Ms Harper conceived Astrid while living in Denmark before moving back home to Canberra last year. Ordinarily a documentary filmmaker, she turned the focus on herself over the past five years, meticulously recording her thoughts, feelings and conversations about the ups and downs of having a baby as a single, older woman.
In March, she began releasing that as a casual yet moving and deeply personal documentary podcast, calling the series Not By Accident.
“I feel like I’m making it for Astrid, really,” Ms Harper says.
“I also wanted to make it for other mums, their children and sperm donors, just to normalise it. As those children start to grow up, it might help them to understand why their mother made that choice.
“I do get contacted fairly regularly by women who … appreciate that someone’s telling this story so that it becomes less strange, more normalised.”

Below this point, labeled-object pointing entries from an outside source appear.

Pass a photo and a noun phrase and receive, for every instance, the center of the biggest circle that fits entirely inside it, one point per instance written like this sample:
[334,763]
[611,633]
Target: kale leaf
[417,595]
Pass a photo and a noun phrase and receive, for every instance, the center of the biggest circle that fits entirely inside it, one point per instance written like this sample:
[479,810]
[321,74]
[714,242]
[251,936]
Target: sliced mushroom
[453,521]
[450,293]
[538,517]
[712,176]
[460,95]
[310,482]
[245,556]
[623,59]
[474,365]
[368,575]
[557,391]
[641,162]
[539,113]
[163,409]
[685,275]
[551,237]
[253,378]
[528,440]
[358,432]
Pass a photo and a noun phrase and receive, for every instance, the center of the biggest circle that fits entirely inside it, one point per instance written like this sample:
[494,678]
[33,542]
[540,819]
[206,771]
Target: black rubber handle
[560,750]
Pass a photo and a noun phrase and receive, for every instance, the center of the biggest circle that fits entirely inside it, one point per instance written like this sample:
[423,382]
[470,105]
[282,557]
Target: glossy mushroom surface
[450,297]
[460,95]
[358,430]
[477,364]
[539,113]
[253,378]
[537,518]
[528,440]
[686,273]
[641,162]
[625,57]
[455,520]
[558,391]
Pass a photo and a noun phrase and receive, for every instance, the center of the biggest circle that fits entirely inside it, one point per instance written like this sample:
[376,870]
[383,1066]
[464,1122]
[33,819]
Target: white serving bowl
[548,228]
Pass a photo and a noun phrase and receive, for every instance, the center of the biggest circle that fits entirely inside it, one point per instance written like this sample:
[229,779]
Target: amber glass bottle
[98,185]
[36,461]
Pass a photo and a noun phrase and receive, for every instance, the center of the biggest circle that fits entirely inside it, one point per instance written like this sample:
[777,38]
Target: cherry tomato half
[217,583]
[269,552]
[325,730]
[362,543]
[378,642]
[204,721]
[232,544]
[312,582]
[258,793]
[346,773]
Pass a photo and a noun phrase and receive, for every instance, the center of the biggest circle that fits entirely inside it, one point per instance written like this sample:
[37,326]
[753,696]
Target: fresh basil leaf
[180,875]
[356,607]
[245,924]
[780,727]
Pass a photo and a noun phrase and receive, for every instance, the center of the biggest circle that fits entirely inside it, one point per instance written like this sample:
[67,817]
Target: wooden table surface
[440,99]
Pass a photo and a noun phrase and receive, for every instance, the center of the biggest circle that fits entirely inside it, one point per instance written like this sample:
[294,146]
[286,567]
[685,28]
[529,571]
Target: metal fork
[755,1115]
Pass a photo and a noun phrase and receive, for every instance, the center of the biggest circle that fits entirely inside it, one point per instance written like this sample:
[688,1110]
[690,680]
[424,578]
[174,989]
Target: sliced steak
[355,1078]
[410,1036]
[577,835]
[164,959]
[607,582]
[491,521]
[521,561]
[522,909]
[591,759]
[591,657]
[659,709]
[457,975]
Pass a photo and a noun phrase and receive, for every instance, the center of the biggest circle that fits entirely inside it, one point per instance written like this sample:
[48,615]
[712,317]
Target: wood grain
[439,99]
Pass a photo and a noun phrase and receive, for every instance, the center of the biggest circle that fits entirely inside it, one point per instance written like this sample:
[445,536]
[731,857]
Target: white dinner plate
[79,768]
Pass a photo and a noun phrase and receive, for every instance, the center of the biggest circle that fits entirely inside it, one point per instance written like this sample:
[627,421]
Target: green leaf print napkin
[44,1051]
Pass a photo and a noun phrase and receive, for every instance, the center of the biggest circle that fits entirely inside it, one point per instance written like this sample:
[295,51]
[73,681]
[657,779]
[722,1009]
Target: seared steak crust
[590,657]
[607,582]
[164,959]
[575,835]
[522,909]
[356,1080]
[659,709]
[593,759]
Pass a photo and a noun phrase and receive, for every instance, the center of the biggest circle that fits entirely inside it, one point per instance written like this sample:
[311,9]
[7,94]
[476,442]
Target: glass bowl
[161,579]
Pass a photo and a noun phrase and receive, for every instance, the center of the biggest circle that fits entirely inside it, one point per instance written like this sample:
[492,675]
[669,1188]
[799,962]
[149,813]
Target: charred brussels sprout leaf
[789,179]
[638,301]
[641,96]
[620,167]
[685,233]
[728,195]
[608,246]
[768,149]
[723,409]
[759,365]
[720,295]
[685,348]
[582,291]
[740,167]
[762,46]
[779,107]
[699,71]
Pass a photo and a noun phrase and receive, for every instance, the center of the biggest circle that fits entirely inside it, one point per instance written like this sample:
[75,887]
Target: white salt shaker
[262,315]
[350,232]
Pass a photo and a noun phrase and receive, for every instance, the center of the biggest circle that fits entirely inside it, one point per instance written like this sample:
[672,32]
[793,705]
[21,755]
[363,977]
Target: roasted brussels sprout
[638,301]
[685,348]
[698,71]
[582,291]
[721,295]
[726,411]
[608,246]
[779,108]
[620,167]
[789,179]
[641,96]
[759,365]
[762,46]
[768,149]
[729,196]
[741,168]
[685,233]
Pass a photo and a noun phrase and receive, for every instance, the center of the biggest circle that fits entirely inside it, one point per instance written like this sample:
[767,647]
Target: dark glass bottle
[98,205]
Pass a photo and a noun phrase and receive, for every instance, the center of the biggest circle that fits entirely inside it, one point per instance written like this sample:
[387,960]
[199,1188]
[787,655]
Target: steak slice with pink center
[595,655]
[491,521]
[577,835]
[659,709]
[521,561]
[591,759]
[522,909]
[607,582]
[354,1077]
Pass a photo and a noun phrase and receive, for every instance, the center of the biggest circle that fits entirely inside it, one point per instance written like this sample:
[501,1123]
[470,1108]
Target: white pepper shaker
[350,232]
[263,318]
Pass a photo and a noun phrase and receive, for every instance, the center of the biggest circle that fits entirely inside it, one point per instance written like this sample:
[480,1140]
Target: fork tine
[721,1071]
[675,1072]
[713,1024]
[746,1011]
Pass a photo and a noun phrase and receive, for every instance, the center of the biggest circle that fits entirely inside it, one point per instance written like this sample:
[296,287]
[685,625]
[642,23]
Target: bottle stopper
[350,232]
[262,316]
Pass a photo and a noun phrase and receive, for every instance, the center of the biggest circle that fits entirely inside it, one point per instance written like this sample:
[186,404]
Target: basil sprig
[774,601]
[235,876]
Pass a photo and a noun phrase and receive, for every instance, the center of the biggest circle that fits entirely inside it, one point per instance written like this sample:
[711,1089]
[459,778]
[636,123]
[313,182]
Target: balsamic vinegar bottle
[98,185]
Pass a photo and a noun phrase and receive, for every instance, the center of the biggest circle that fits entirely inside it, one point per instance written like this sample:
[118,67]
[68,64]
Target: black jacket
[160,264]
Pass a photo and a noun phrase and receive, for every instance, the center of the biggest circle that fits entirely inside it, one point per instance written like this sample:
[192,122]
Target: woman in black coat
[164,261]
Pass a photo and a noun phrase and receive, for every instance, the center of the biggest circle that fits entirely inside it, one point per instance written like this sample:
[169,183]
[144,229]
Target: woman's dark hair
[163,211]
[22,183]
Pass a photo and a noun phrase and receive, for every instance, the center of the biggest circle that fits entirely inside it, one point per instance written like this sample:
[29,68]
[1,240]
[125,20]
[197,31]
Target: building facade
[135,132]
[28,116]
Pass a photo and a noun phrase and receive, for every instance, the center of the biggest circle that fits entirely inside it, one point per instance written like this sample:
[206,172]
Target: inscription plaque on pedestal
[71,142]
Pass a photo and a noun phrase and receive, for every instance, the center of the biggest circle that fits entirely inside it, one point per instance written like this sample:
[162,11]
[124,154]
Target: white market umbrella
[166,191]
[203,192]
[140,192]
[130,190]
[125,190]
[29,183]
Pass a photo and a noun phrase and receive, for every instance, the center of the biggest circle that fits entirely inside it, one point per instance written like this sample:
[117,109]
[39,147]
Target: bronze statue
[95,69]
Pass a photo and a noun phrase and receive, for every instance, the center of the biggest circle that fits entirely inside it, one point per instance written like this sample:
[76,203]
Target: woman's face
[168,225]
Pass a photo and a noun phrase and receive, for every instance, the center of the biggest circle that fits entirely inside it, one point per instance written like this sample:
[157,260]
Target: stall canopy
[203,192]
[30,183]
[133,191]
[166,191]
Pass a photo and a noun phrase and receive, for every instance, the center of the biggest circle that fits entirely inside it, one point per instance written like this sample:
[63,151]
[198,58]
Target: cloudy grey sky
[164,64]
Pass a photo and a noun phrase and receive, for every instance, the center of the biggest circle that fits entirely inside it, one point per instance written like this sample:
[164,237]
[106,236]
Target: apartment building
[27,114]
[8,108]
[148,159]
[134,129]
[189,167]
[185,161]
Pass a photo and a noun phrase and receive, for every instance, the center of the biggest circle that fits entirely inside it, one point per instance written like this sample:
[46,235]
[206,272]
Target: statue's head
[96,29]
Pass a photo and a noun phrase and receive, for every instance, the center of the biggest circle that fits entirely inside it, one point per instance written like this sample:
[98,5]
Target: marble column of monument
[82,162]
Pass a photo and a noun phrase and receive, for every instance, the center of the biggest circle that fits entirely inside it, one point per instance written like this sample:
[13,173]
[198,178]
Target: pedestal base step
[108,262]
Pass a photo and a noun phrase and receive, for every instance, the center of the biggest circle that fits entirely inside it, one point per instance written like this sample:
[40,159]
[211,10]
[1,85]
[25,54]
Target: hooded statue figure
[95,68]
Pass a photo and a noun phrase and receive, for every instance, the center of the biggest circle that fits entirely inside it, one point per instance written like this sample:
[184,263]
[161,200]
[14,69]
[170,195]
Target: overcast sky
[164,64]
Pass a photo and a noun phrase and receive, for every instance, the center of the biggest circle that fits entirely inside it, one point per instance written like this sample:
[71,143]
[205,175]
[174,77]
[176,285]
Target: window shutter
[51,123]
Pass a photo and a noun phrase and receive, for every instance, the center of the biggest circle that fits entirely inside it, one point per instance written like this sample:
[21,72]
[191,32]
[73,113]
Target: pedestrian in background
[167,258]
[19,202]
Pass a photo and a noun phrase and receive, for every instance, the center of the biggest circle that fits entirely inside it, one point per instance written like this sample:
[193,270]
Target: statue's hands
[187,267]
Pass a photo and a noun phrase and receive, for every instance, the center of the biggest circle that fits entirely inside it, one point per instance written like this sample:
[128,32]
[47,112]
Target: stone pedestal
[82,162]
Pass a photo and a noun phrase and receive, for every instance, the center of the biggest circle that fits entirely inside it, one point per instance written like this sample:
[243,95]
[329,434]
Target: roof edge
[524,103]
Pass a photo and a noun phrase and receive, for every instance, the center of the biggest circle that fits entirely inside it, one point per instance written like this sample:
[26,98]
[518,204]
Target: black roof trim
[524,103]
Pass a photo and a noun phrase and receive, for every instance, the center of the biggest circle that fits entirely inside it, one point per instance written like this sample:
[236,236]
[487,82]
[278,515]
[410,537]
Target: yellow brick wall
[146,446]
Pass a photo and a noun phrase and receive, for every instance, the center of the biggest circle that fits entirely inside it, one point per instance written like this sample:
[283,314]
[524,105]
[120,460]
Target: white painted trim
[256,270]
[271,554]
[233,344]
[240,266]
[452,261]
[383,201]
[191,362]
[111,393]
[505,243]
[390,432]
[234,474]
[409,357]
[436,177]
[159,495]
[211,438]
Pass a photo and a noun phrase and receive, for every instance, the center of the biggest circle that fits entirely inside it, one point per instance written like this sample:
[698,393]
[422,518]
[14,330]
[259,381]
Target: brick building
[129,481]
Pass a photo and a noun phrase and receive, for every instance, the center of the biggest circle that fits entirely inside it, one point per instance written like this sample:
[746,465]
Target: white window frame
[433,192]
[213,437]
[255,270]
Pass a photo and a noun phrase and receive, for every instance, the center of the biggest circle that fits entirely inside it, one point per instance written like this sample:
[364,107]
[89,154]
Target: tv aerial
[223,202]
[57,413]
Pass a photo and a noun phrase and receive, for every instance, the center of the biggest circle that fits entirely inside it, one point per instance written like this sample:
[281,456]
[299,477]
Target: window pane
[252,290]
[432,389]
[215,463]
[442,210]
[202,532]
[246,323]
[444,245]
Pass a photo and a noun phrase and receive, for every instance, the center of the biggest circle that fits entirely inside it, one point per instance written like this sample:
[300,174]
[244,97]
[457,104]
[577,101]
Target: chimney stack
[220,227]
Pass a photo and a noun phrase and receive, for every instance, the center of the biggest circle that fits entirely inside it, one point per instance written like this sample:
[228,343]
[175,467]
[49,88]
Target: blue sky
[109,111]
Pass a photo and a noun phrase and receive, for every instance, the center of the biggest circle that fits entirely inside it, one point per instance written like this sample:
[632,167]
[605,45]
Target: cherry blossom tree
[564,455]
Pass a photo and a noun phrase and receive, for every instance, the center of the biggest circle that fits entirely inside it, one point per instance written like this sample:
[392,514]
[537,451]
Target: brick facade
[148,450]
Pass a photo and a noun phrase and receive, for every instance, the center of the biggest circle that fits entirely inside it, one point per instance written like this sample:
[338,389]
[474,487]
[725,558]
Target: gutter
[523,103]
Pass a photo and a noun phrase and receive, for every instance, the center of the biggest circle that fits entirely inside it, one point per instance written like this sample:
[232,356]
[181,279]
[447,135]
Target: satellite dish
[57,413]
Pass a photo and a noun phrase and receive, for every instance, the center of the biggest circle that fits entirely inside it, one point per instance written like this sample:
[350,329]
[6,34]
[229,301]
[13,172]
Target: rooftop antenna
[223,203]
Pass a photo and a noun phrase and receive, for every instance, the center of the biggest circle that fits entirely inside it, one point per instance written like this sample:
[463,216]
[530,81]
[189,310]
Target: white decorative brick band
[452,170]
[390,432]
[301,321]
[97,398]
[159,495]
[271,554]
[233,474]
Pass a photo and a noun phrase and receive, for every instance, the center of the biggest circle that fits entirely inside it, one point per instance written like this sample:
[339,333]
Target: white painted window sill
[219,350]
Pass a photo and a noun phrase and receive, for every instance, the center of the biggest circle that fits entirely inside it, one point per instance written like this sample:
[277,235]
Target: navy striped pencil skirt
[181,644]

While few authorities collate firm data on the number of older woman choosing to be single mums, Australian Bureau of Statistics figures show fertility rates for women aged 45 to 49 have increased in recent years, while falling in younger age brackets.
Support groups like Solo Mums By Choice Australia and Single Mothers By Choice in America are growing, with the latter’s membership growing from a handful of single women in 1981 to roughly 1800 active members now, including Australian women.
IVF Australia reports that the numbers of single women accessing their donor program have doubled in the past five years – and on average, they now make up around 50 per cent of the NSW-based organisation’s sperm donor waiting list.
Medical Director Peter Illingworth says single women still only represent a small part of fertility treatment overall, but those who are conscious of their declining fertility, without a partner and wanting a family before it’s too late are increasingly choosing the IVF route.
“Twenty to 30 years ago women would never have done this because of the social stigma. But there’s a growing acceptance that, despite the challenges of single-parenting, this is an approach that results in healthy, well-adjusted children,” Associate Professor Illingworth says.
Says Ms Harper: “I think it’s ultimately a result of feminism and women having careers that they’re really driven in, and not necessarily finding a partner because they’re not settling. I think a lot of women find themselves single and, as more people do it (IVF), I guess they feel more like it’s an option for them.”
Ms Harper says her family and friends were mostly hugely supportive of her decision, though occasionally people from older generations found it challenging.
“But pretty quickly, once I was pregnant and there was a baby growing and they were hearing about that, that just took over from any discomfort people had,” she says.
As for Astrid, Ms Harper says her daughter’s origin story has never been a secret.
“My approach has been to talk about it from before she could understand me and to keep talking about it so that she never has to find out, she’s just always known,” she says.